Claudia Pechstein: Die ISU hat unseren Teamleiter von den erhöhten Retikulozytenwerten unterrichtet und mir geraten, den Wettkampf abzubrechen, um in Ruhe die Angelegenheit zu klären. Ich habe mich darauf eingelassen, weil ich Angst hatte, ungerechterweise als Dopingsünderin dazustehen. Heute könnte ich mich dafür backpfeifen. Meine Entscheidung im Februar war ein schwerer Fehler. Erkältung und ein Virus mussten als Ausreden für das Auslassen der weiteren Saison-Wettkämpfe herhalten.

Frage: Warum sind Sie nicht offensiv an die Öffentlichkeit gegangen?

Claudia Pechstein: Wie ist das mit dem Rathaus, wenn man herauskommt? Man ist schlauer. Ich hatte Angst, dass mir durch die Medien der Dopingstempel aufgedrückt wird. Ich ärgere mich, dass ich mit meinen Ausreden die Fans belogen habe. Das bereue ich, und dafür möchte ich mich entschuldigen. Ich und mein Umfeld hatten gehofft, durch ein objektives Urteil des ISU-Gerichts die Dopingdiskussion abwenden zu können.
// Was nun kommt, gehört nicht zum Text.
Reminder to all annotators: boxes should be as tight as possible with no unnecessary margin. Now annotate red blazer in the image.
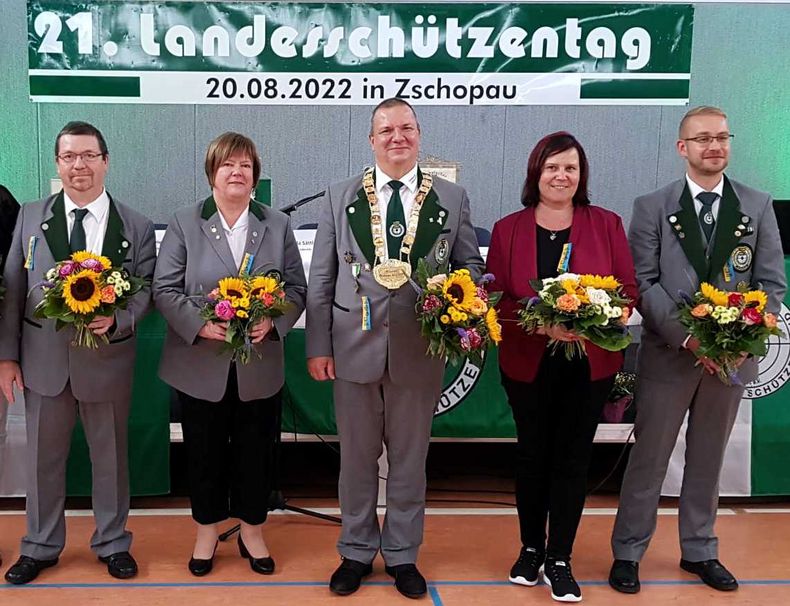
[487,206,639,383]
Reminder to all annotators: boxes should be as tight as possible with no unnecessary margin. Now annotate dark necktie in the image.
[69,208,88,252]
[697,191,719,242]
[387,181,406,259]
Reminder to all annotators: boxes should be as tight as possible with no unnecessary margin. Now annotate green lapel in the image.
[346,182,376,265]
[708,177,745,283]
[41,191,71,263]
[102,194,129,267]
[667,183,708,282]
[410,169,448,268]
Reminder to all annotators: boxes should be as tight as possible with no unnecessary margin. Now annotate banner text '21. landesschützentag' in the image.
[28,0,694,105]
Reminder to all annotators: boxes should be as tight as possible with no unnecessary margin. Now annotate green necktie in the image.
[69,208,88,252]
[387,180,406,259]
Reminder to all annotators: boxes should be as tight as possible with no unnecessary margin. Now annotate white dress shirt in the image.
[63,189,110,255]
[217,207,250,268]
[376,164,419,257]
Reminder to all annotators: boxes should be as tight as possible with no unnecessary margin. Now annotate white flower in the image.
[587,286,612,305]
[557,273,579,282]
[427,274,447,289]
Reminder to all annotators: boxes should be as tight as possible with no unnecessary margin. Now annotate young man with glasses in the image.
[0,122,156,585]
[609,107,786,593]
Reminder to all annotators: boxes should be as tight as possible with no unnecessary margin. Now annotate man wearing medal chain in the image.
[307,99,483,598]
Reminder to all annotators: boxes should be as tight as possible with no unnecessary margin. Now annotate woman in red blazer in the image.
[488,132,637,602]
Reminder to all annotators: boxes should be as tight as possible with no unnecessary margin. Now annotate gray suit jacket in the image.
[153,198,307,402]
[628,177,787,383]
[0,193,156,402]
[306,175,483,389]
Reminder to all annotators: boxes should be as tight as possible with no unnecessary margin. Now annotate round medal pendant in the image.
[390,221,406,238]
[373,259,411,290]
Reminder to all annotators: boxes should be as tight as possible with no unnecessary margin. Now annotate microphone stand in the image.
[219,190,341,542]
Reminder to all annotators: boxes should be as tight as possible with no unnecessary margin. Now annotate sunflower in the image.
[743,290,768,311]
[218,278,247,301]
[71,250,112,269]
[63,269,101,315]
[579,274,620,290]
[699,282,729,307]
[442,270,477,311]
[250,276,279,299]
[486,307,502,343]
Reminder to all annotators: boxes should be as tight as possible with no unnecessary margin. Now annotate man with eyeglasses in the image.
[0,122,156,585]
[609,107,787,593]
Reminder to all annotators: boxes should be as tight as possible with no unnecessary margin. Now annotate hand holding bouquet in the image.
[518,273,631,360]
[416,259,502,364]
[200,272,290,364]
[33,250,146,349]
[680,282,783,385]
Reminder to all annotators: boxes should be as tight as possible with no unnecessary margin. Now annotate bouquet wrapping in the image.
[200,272,291,364]
[33,250,146,349]
[679,282,783,385]
[518,273,631,360]
[415,259,502,365]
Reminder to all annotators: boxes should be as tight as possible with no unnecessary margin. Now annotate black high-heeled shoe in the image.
[189,541,219,577]
[237,533,274,574]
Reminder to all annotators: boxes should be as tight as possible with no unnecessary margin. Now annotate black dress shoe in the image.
[680,560,738,591]
[609,560,640,593]
[384,564,428,598]
[329,558,373,595]
[99,551,137,579]
[189,541,219,577]
[237,535,274,574]
[5,556,58,585]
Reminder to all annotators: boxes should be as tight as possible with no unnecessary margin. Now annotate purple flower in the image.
[214,301,236,321]
[80,259,104,273]
[58,261,77,278]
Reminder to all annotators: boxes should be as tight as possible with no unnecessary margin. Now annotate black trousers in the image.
[178,366,281,524]
[502,351,614,560]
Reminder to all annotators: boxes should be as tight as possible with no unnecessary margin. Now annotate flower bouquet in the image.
[33,250,146,349]
[415,259,502,365]
[200,272,290,364]
[680,282,783,385]
[518,273,631,360]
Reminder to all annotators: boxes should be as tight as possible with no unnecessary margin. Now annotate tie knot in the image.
[697,191,719,207]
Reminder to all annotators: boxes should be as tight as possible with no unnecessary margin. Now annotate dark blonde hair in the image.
[206,133,261,187]
[678,105,727,139]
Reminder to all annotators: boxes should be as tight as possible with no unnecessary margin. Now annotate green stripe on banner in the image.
[747,257,790,496]
[66,312,170,496]
[30,76,140,97]
[580,78,689,99]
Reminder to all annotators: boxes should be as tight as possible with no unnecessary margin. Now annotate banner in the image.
[28,0,694,105]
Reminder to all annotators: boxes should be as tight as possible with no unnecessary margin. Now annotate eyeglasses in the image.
[683,133,735,145]
[56,152,104,164]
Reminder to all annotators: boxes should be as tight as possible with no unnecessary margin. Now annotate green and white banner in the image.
[28,0,694,105]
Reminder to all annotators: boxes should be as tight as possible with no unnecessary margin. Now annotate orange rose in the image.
[557,293,579,311]
[691,303,711,318]
[101,286,115,303]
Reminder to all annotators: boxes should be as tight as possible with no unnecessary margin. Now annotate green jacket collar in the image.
[346,168,447,269]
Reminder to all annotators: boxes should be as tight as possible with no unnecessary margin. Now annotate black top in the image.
[535,224,571,280]
[0,185,19,275]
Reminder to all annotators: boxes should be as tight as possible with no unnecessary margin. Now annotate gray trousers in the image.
[20,383,132,560]
[334,374,441,566]
[612,371,743,562]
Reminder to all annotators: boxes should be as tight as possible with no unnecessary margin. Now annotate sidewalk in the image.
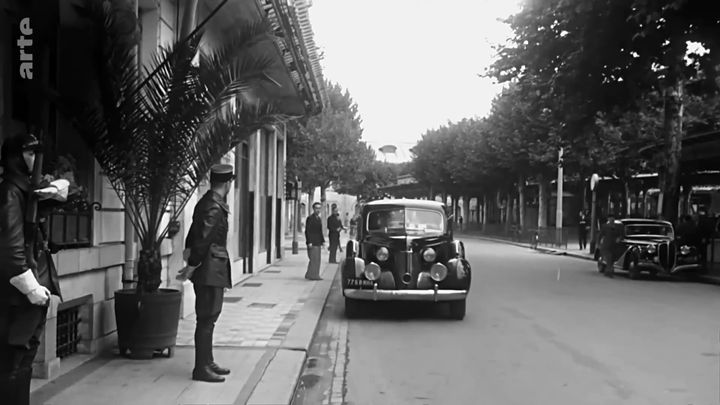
[457,232,720,285]
[31,236,347,405]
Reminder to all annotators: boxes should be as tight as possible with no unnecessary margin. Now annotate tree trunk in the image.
[538,174,548,228]
[518,175,525,229]
[505,193,514,235]
[661,37,686,223]
[137,242,162,293]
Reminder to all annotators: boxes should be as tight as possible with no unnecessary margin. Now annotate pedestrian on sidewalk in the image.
[0,134,67,405]
[181,165,234,383]
[578,210,588,250]
[305,203,325,280]
[327,205,345,263]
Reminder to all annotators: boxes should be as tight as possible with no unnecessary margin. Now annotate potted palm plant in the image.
[71,1,280,358]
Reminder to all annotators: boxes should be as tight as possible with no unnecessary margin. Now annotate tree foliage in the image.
[287,83,368,192]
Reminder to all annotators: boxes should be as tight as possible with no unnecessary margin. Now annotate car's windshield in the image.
[367,208,445,236]
[625,224,673,237]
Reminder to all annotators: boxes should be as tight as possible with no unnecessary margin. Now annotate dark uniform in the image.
[600,217,623,278]
[327,214,343,263]
[0,135,60,405]
[185,165,233,382]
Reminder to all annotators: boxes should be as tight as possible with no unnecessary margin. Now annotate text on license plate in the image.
[347,278,373,287]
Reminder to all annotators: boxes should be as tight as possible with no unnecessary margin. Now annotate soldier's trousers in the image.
[0,304,48,405]
[193,284,225,368]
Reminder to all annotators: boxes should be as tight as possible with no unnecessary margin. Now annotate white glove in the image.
[35,179,70,202]
[10,269,50,305]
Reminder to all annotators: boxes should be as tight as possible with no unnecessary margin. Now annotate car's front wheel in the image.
[450,300,466,321]
[345,297,362,318]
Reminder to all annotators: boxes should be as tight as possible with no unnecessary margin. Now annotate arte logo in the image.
[17,17,33,80]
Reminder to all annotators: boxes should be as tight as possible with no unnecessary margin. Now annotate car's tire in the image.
[627,259,641,280]
[449,300,466,321]
[345,297,362,319]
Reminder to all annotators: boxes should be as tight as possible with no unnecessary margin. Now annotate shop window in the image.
[45,155,101,250]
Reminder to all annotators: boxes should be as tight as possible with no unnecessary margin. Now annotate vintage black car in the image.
[595,218,704,279]
[340,199,471,319]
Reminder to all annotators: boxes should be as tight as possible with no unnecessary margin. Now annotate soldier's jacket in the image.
[185,190,232,288]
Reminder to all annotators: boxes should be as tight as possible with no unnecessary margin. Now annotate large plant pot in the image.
[115,288,182,359]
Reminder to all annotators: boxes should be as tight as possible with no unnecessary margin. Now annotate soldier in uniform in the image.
[600,213,623,278]
[183,165,234,382]
[0,134,67,405]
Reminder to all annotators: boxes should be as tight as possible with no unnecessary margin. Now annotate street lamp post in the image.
[590,173,600,253]
[292,180,302,255]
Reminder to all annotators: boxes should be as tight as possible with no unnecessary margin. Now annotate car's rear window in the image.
[367,208,445,236]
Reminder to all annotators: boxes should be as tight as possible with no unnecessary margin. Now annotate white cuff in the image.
[10,269,40,295]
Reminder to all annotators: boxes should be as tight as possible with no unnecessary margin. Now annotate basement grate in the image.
[248,302,277,309]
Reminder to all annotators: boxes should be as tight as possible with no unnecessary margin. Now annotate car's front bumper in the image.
[638,261,704,274]
[343,288,468,302]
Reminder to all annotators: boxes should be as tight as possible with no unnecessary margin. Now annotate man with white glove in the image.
[0,134,65,405]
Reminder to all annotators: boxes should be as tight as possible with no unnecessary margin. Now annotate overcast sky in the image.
[309,0,520,161]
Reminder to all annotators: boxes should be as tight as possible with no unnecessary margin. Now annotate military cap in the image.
[210,165,235,183]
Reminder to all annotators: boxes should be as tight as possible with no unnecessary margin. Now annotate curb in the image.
[460,234,720,285]
[245,263,337,405]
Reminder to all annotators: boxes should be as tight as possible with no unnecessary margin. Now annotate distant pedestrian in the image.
[305,203,325,280]
[350,214,359,239]
[578,210,588,250]
[178,165,234,382]
[600,213,623,278]
[327,207,344,263]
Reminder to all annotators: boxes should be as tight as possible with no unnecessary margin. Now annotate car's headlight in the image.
[375,246,390,262]
[364,263,381,281]
[430,263,447,283]
[423,248,437,262]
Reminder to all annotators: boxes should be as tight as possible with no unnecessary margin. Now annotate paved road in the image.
[295,239,720,405]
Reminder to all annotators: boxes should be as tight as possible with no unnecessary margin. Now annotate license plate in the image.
[347,278,373,288]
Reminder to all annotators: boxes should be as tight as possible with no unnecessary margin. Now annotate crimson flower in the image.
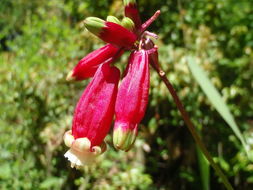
[64,0,160,168]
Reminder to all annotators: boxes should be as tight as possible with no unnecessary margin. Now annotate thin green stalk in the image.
[151,64,233,190]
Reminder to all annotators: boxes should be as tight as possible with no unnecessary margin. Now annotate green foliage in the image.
[0,0,253,190]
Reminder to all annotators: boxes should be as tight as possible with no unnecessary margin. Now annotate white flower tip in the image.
[64,130,106,169]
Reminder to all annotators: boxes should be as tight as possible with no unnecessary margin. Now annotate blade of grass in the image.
[187,57,248,154]
[197,146,210,190]
[150,62,233,190]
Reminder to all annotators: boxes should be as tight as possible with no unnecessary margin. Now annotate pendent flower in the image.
[64,0,160,168]
[113,50,155,151]
[64,63,120,168]
[66,44,119,81]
Frage: Nun scheint das Kind in den Brunnen gefallen ...

Claudia Pechstein: Mir ist schon klar, dass nach dem ISU-Urteil immer etwas hängenbleiben wird. Das ist leider in unserer Mediengesellschaft so. Journalisten werden jetzt wochenlang recherchieren. Ich habe keine Angst davor. Es wird keine Blutbeutel und keine Spritzen geben. Es wird auch kein Arzt ausfindig zu machen sein, der mir beim Dopen geholfen hat.

Frage: Werden Sie nun weiter trainieren?

Claudia Pechstein: Natürlich. Mein Anwalt Simon Bergmann und der DESG-Anwalt Dr. Marius Beucker werden vor dem Internationalen Sportgerichtshof in Berufung gehen. Das Urteil der ISU ist ein unglaubliche Ungerechtigkeit. Ich bin ziemlich sicher, das CAS wird die Sperre aufheben, und ich kann mir dann doch meinen Traum erfüllen, in Vancouver die 10. Olympiamedaille zu holen. In unserem Rechtsstaat gilt die Unschuldsvermutung auch für mich. Die Spitze der DESG um unseren Präsidenten Gerd Heinze unterstützt mich nach Kräften. Das macht mir Mut, fleißig zu trainieren. Danke auch meinem Mann Marcus. Er weiß genau, dass ich Doping strikt ablehne.

Frage: Wo trainieren Sie in den nächsten Tagen?

Claudia Pechstein: Ab Montag trainiere ich mit der Männer-Nationalmannschaft auf dem Eis. Ich will in Form sein, wenn sich alles geklärt hat und die Saison beginnt.